Mateo Kovacic (No. 8) Central midfielder, Croatia

Tuchel is making sure he doesn’t rush the Croatian back from injury, no matter how much the Blues are missing his presence in the side. Chelsea has missed Mateo Kovacic’s decisiveness in the middle third. In fact, it was in the reverse fixture of this tie that Kovacic provided a sublime through pass to Romelu Lukaku for an assist, and single handedly dispossessed the Aston Villa goalkeeper to double Chelsea’s lead. Kovacic started against Brentford but came off at halftime, likely to preserve him for this fixture. Kovacic is one of the few players in the squad who’s services cannot be replaced from within the squad.

Jorginho (No. 5) Central midfielder, Italy

The ease with which Jorginho executes what looks to many as a simple job definitely fuels the disrespect he gets. The respect came when Chelsea deployed other players to play the same role and those players fall glaringly short. This is not to disrespect the players who tried and failed to execute his job as skillfully as Jorginho did, but just to highlight that it shouldn’t take learning lessons the hard way to see why managers select and talk about certain players the way they do.

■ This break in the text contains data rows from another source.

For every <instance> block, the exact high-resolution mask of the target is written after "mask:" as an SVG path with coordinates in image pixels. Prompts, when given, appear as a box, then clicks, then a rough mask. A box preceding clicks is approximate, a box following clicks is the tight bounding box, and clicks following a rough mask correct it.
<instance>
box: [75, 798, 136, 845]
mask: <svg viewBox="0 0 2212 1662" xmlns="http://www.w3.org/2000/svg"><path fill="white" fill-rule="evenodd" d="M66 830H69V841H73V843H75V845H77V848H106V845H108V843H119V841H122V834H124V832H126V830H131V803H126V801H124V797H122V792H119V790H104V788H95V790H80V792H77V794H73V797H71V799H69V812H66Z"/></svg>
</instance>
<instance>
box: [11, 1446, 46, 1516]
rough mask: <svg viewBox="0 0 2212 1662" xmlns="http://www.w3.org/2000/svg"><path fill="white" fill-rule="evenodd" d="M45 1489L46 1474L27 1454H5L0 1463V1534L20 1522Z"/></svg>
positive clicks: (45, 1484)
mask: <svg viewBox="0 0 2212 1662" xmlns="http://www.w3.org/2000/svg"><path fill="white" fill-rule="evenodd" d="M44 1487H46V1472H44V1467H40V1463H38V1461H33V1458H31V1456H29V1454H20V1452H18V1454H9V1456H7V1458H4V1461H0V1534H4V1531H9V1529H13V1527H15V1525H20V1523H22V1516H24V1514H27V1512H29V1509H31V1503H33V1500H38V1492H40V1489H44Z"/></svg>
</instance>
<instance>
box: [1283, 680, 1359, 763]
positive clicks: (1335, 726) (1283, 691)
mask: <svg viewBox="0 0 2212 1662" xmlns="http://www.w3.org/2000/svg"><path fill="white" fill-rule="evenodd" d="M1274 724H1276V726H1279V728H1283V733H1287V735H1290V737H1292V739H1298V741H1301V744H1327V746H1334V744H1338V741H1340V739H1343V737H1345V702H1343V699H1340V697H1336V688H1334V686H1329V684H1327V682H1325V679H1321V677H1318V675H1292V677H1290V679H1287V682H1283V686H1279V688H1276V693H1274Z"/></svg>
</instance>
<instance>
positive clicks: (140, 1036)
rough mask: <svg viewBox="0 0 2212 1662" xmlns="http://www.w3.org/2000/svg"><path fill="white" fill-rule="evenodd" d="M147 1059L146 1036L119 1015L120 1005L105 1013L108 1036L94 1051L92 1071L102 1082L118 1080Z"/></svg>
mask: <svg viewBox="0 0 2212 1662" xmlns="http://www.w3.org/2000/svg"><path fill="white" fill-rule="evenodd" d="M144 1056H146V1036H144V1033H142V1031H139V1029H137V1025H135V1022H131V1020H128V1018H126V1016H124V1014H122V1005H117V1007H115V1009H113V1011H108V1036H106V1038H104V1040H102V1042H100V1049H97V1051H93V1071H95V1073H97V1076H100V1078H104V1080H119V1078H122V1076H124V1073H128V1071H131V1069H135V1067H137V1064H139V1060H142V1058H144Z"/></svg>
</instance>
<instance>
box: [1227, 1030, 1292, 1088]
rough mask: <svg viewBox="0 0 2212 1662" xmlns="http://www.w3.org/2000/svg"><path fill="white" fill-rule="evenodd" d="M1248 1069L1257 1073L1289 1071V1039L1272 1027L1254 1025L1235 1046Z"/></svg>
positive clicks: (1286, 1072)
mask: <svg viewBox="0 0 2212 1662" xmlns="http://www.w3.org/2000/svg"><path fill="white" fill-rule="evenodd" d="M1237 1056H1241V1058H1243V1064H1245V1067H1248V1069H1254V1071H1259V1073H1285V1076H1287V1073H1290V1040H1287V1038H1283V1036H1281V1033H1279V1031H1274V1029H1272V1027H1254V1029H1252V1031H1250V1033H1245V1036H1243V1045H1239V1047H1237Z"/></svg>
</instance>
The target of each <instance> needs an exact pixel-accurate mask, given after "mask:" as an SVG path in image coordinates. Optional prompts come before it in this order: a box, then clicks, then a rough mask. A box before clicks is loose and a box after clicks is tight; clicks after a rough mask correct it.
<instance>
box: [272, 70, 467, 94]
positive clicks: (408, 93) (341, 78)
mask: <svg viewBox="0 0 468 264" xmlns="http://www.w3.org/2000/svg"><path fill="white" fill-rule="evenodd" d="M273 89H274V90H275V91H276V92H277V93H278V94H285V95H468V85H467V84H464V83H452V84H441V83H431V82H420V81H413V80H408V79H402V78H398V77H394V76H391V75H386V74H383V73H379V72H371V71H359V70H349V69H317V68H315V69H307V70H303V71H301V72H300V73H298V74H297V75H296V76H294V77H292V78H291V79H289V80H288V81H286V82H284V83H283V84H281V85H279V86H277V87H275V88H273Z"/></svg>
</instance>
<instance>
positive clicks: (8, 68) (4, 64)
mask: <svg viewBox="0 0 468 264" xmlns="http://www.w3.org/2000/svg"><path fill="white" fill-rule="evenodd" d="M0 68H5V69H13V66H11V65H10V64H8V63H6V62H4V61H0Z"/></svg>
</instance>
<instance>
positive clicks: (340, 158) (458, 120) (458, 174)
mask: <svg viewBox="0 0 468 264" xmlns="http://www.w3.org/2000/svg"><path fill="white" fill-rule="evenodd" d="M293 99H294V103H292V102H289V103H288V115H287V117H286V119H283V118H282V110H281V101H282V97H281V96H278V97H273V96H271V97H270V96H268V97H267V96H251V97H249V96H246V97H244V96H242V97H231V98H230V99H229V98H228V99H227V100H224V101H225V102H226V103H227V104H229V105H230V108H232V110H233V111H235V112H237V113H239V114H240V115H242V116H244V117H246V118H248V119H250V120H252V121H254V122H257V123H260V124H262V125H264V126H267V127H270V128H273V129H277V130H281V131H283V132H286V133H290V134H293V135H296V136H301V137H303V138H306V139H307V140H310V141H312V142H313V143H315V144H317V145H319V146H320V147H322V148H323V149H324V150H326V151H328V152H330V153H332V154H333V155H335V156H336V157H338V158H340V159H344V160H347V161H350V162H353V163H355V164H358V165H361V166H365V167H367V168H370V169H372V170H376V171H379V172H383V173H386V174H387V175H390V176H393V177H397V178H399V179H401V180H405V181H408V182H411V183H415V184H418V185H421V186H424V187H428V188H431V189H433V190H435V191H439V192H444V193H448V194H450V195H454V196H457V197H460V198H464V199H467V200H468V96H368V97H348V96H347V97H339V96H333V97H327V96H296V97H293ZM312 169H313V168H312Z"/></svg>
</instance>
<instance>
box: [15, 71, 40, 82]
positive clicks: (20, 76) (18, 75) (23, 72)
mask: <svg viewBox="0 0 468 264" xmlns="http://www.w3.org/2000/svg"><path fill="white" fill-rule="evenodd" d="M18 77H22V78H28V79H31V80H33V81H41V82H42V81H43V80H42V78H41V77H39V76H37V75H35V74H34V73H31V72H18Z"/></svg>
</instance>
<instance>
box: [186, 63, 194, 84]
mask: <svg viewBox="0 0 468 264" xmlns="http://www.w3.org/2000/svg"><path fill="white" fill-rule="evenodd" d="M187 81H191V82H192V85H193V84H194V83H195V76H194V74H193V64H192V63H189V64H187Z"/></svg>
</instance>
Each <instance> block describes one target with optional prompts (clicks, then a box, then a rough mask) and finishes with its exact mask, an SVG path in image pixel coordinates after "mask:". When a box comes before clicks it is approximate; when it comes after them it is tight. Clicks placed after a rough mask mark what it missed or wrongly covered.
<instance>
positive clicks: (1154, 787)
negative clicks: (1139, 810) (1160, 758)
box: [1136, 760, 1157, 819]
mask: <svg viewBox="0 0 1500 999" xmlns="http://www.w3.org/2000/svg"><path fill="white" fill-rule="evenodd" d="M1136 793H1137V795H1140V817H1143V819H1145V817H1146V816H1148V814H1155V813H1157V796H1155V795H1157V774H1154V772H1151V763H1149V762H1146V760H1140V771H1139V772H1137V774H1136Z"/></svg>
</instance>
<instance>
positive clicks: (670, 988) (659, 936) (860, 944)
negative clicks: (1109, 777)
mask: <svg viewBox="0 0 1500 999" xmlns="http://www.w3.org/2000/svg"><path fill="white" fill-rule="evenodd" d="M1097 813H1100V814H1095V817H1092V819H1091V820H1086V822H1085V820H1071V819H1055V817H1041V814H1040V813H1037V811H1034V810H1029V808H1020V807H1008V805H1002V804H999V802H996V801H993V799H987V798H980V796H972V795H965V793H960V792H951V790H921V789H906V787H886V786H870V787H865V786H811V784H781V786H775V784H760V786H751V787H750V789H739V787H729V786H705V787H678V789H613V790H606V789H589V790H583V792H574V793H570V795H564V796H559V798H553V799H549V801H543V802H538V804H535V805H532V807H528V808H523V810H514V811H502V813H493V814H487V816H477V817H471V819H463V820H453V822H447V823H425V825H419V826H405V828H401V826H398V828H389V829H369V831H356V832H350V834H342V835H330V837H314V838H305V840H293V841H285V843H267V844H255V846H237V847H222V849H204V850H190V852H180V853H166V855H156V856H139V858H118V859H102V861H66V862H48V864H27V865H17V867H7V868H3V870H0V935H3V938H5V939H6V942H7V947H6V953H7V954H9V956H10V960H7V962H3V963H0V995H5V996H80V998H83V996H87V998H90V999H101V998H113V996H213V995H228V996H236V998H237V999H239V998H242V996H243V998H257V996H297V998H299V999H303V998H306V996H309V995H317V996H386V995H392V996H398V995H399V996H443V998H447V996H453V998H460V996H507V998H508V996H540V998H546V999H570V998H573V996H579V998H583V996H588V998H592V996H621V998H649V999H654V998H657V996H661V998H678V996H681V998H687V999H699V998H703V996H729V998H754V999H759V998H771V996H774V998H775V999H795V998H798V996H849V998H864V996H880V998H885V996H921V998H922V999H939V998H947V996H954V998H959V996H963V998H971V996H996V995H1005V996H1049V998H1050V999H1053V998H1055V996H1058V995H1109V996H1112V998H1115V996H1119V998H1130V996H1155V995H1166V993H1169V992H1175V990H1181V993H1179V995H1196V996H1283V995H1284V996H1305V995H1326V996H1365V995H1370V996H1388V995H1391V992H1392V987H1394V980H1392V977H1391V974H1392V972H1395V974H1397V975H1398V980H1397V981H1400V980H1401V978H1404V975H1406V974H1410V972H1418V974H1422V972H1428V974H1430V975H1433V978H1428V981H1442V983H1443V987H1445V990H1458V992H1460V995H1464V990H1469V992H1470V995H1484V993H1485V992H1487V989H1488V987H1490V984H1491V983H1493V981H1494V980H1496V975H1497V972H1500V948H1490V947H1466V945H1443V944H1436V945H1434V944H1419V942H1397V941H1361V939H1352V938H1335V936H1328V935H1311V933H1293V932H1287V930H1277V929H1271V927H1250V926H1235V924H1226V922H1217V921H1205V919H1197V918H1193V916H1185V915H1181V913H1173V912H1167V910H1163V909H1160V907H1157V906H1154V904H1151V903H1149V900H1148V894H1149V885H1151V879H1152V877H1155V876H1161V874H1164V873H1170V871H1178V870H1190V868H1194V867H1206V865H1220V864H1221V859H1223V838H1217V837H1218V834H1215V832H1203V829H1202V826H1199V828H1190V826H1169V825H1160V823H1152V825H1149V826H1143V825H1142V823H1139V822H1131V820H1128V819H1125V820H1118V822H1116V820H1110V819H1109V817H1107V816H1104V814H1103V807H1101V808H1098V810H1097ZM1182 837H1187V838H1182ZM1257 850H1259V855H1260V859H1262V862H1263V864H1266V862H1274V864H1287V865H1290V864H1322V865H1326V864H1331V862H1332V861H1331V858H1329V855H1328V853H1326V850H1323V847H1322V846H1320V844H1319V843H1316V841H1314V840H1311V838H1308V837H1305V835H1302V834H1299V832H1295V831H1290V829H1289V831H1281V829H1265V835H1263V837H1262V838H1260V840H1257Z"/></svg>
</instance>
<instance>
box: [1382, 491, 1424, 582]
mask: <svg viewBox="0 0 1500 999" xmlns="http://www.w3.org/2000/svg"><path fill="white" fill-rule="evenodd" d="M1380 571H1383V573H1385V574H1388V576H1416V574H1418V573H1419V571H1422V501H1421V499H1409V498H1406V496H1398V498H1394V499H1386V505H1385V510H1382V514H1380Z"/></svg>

Marcos Alonso (No. 3) Left wingback, Spain

Marcos Alonso was Chelsea’s best player against Brentford in the Carabao Cup quarterfinal match on Wednesday. His superb counter pressing when Chelsea lost the ball helps alleviate pressure from the surrounding players. Many fans don’t admit it, but Alonso is one of Chelsea’s most technically gifted players. The clear-cut chance he created for Christian Pulisic against Wolves showed that. He had one chance to get that first time through to Pulisic and he executed it perfectly, in stride. Chelsea doesn’t have many players that can do that in high pressure situations.